Mikhael imóvel estava de costas para Irina olhando pela janela, como se escutasse o vento.
— Sabes quem sou eu menina?
Com os olhos marejados ela acena que sim. — Eu podia até negar, mas venho escutando seus mantras todas as noites.
— E tu quem é? — Sou Irina, uma Enfermeira qualquer que um dia por acaso, veio aqui parar. — Ele se vira para ela
— Não é por acaso que estás aqui. E eu vim por tua causa, porque és igual a mim. Escutas-me rezando meus mantras de sua casa, e achas isso comum?
— Mas não sou igual a ti, eu nasci de família, tive irmãos, infância. Não posso ser uma igual a ti Mikhael.
— Sim, é verdade. Tu tiveste uma família e perdeu, acabou sozinha, porque os irmãos foram adotados por outras famílias e tu também. Eu sempre falei com contigo, lembra-te? Um dia você chorou tanto que se fechou, ficou surda e nunca mais ouviu minha voz. Eu podia recitar meus mantras todos, e tu não ouvia. Agora isso mudou e eu quero que tentes hoje à noite. Recite seu mantra depois de ouvir o meu.
— Eu tenho meu próprio mantra?
— Sim e tem muitas noites eu espero que recites, depois de mim. Isso sempre foi assim, desde o princípio...
Sem saber se acredita ou não, Irina dispara:
— Por que nascemos aqui? Lembro-me que dissestes quando chegou aqui, que tinha feito tudo errado. Que ser gente era confuso... Explique faz favor.
— Nascemos aqui para aprender, sentir, e entender as pessoas. "Nós" não temos esses sentimentos contraditórios, somos soldados e obedecemos a ordens, normas que não são difíceis de seguir, e por vezes não compreendemos os humanos com seu enorme poder, eles podiam fazer tanta coisa, e têm uma coisa muito maior, o livre arbítrio. Então de tempos em tempos ganhamos o privilégio de nascer gente. E Mikhael transborda em lágrimas...

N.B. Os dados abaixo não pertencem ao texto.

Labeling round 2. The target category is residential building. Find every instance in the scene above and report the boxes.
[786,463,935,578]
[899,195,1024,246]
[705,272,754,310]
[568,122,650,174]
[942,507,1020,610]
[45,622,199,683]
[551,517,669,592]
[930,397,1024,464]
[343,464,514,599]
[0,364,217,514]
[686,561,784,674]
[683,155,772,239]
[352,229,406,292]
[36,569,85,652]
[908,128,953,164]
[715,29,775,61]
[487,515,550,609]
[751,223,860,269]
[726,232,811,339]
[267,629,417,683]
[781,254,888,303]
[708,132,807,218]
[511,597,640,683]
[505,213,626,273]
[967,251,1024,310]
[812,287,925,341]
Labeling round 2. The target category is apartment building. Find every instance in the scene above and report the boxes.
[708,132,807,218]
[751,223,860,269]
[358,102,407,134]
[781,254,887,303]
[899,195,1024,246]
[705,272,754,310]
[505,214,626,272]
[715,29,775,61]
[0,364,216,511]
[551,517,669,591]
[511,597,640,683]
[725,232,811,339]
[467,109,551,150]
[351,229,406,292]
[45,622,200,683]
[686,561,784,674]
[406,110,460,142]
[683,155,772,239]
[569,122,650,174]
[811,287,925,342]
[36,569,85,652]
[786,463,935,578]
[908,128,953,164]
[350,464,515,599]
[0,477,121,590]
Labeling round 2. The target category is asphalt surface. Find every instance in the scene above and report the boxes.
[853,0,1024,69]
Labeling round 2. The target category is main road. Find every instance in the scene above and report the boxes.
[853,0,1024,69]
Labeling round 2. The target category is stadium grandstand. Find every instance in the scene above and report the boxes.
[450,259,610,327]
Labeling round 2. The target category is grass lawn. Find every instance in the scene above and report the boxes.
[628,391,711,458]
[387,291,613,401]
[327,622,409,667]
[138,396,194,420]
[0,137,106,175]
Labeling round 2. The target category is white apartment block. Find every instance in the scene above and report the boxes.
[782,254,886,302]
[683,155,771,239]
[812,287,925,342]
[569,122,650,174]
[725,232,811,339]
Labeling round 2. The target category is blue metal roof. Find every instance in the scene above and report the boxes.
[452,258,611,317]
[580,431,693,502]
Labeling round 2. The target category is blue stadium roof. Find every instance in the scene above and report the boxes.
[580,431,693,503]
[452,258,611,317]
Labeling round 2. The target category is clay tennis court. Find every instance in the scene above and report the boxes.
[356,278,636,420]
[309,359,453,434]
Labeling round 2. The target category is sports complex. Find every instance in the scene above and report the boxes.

— Mas algo que não conhecíamos acontece no humano, é um misto de dor e fome, raiva e alegria, medo e solidão. Tu sabes o que digo, eu sei que sabe. Era para estarmos juntos, nós dois, mas eu te perdi, justamente quando tu te perdeste. A nossa comunicação foi interrompida pela tua dor.
E os dois se abraçam...
— Hoje à noite tu recitas o teu mantra depois de mim? Ela acena afirmando com a cabeça. —Fica comigo Mikhael.
— Não posso ficar por enquanto, mas um dia...
E naquela noite Irina proferiu o seu mantra, e lembrou de cada palavra.